BMC Bioinformatics. 2022 Dec 29;23(1):564. doi: 10.1186/s12859-022-05119-6.
BACKGROUND: Identifying drug-target interactions (DTIs) plays a key role in drug development. Traditional wet experiments to identify DTIs are expensive and time consuming. Effective computational methods to predict DTIs are useful to narrow the searching scope of potential drugs and speed up the process of drug discovery. There are a variety of non-negativity matrix factorization based methods to predict DTIs, but the convergence of the algorithms used in the matrix factorization are often overlooked and the results can be further improved.
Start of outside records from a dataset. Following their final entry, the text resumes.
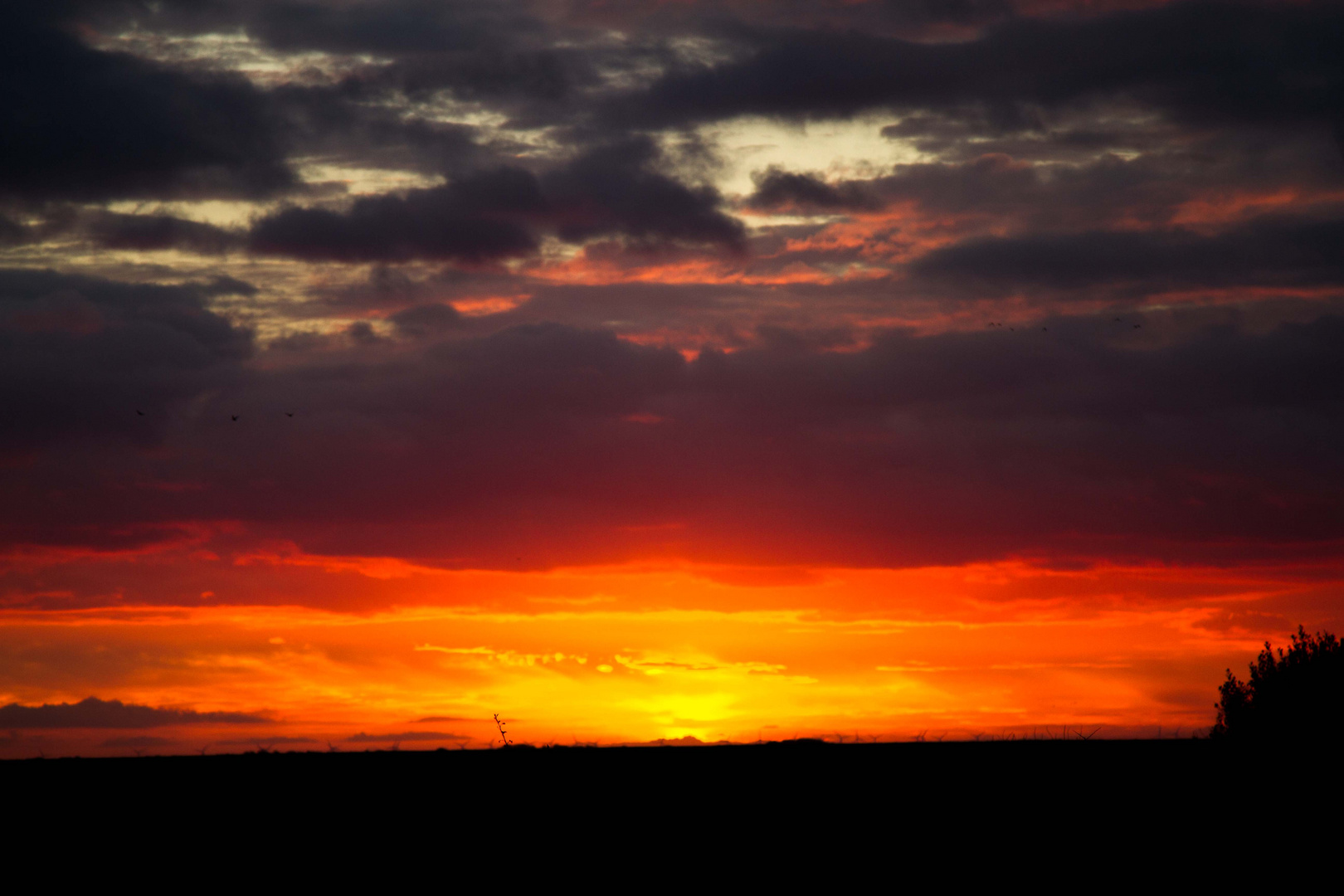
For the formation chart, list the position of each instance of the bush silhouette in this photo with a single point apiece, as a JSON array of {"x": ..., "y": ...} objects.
[{"x": 1294, "y": 694}]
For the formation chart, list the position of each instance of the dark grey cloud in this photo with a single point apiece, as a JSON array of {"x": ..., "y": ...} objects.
[
  {"x": 426, "y": 320},
  {"x": 82, "y": 356},
  {"x": 1266, "y": 251},
  {"x": 89, "y": 125},
  {"x": 93, "y": 712},
  {"x": 160, "y": 231},
  {"x": 1194, "y": 433},
  {"x": 488, "y": 215},
  {"x": 440, "y": 223},
  {"x": 777, "y": 188},
  {"x": 1203, "y": 63}
]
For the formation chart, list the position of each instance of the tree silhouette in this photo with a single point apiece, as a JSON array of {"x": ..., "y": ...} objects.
[{"x": 1298, "y": 694}]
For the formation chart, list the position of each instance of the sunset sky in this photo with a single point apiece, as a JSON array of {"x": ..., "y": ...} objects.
[{"x": 660, "y": 368}]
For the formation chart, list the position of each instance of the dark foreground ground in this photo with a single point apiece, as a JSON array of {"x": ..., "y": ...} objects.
[{"x": 788, "y": 805}]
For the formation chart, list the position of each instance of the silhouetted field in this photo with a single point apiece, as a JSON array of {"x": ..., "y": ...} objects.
[
  {"x": 565, "y": 815},
  {"x": 1096, "y": 770}
]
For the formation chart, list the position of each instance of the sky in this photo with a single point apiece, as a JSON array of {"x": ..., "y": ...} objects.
[{"x": 660, "y": 370}]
RESULTS: In order to predict DTIs more accurately and quickly, we propose an alternating direction algorithm to solve graph regularized non-negative matrix factorization with prior knowledge consistency constraint (ADA-GRMFC). Based on known DTIs, drug chemical structures and target sequences, ADA-GRMFC at first constructs a DTI matrix, a drug similarity matrix and a target similarity matrix. Then DTI prediction is modeled as the non-negative factorization of the DTI matrix with graph dual regularization terms and a prior knowledge consistency constraint. The graph dual regularization terms are used to integrate the information from the drug similarity matrix and the target similarity matrix, and the prior knowledge consistency constraint is used to ensure the matrix decomposition result should be consistent with the prior knowledge of known DTIs. Finally, an alternating direction algorithm is used to solve the matrix factorization. Furthermore, we prove that the algorithm can converge to a stationary point. Extensive experimental results of 10-fold cross-validation show that ADA-GRMFC has better performance than other state-of-the-art methods. In the case study, ADA-GRMFC is also used to predict the targets interacting with the drug olanzapine, and all of the 10 highest-scoring targets have been accurately predicted. In predicting drug interactions with target estrogen receptors alpha, 17 of the 20 highest-scoring drugs have been validated.